ふと頭に閃いた仮説。もともと肺血栓塞栓症の可能性は考えていた。そのショックでARDS(左肺のびまん性のすりガラス影)、ついでDICの傾向(血小板がやや減少、PTとAPTTの著明な延長)からの易出血性。特に打撃だったのがARDSによる換気障害。まあ、真相は闇の中だけど。

やがて朝となる。6時頃だったか、SPO2は87%程度、心拍数は80~100程度。血圧は変わらず。お義母さん、頑張っておられる。それはまさに「死と向き合って闘っている」姿だった。苦闘っていうかな。見守っている側が、ちょっと切なくなるくらい。でもこちらは、見守るしかない。もどかしい。

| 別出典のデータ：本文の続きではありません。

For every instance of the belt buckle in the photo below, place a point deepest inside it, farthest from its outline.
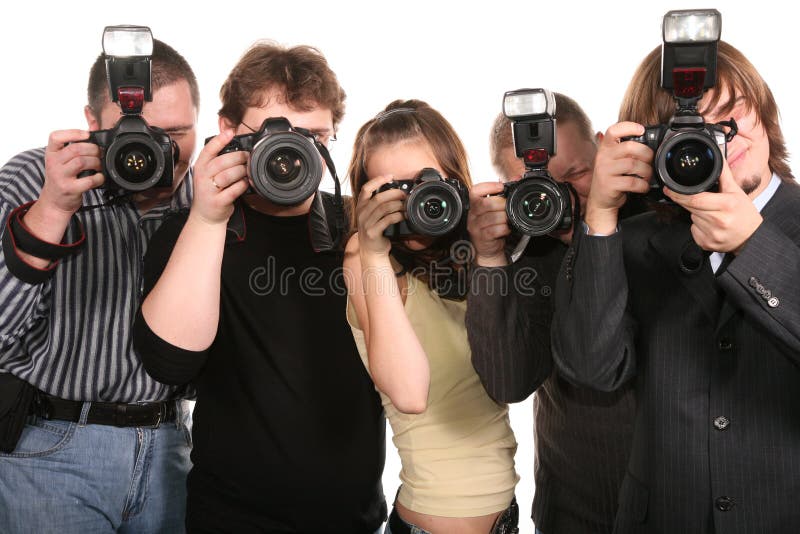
(162, 413)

コンビニでおにぎりを買って食べる。やがてSPO2は90%になっただろうか? 心拍数も70~90代くらいだったように思う。これは安定している、長期戦だ。8時にいったん自宅へ戻ることにする。ちょっとベッドで仮眠して、必要物品を持って病院に戻ってこよう。タクシーで息子と二人で自宅へ。息子は体調不良で、そのままベッドへ。かなりしんどかったようだ。私もいったん寝ようと思って、衣服を着替えていた。そこへiPhoneに妻からメールが入る。

「こっちはレートが落ちてきて血圧測定不可になってきました」

「自発呼吸もなくなってきた」


私は焦った。とんぼ返りで病院に戻るしかない。栗東駅前に一台、タクシーが上手い具合に停まっていた。それに飛び乗って、O病院に駆けつける。間に合ってくれよ!と心のなかで念じながら。しかし次の瞬間「今亡くなった」と短いコメントが入った。私は天を仰いだ。死亡時刻は8時55分。

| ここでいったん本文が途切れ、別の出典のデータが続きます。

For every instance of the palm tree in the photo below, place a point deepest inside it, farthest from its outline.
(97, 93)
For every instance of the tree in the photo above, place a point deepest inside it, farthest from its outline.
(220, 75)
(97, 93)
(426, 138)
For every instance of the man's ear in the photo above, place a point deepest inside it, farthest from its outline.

自分の見通しが甘かったことに愕然とした。長期戦なんかじゃない、死はそこに迫っていたのだ。病院でお義母さんと対面する。その表情はとても穏やかだった。苦闘が終わり、平和がお義母さんを包んでいた。私はその表情をみて、ホッと一息ついた。約10時間の苦闘、勝ち目の少ない闘い。間違いもあったかもしれない。でも今はすべて流そう。それがお義母さんの望みじゃないかな。病院側もしっかりやっていただいた。K院長先生、ありがとうございます。看護もしっかりしていて感心した。ありがとう。

お義母さん。優しくて笑顔のよく似合う人だった。人に何かをしてあげるのが好きな人だった。私なんかは、毎年誕生日にいろいろいただいた。うちわ、筆立て、星野富弘の絵はがき、いろんなお菓子。いろんな表情はお持ちだったと思うが、私は笑顔しか覚えていない。いろいろありがとうございます。安らかに眠って下さい。合掌。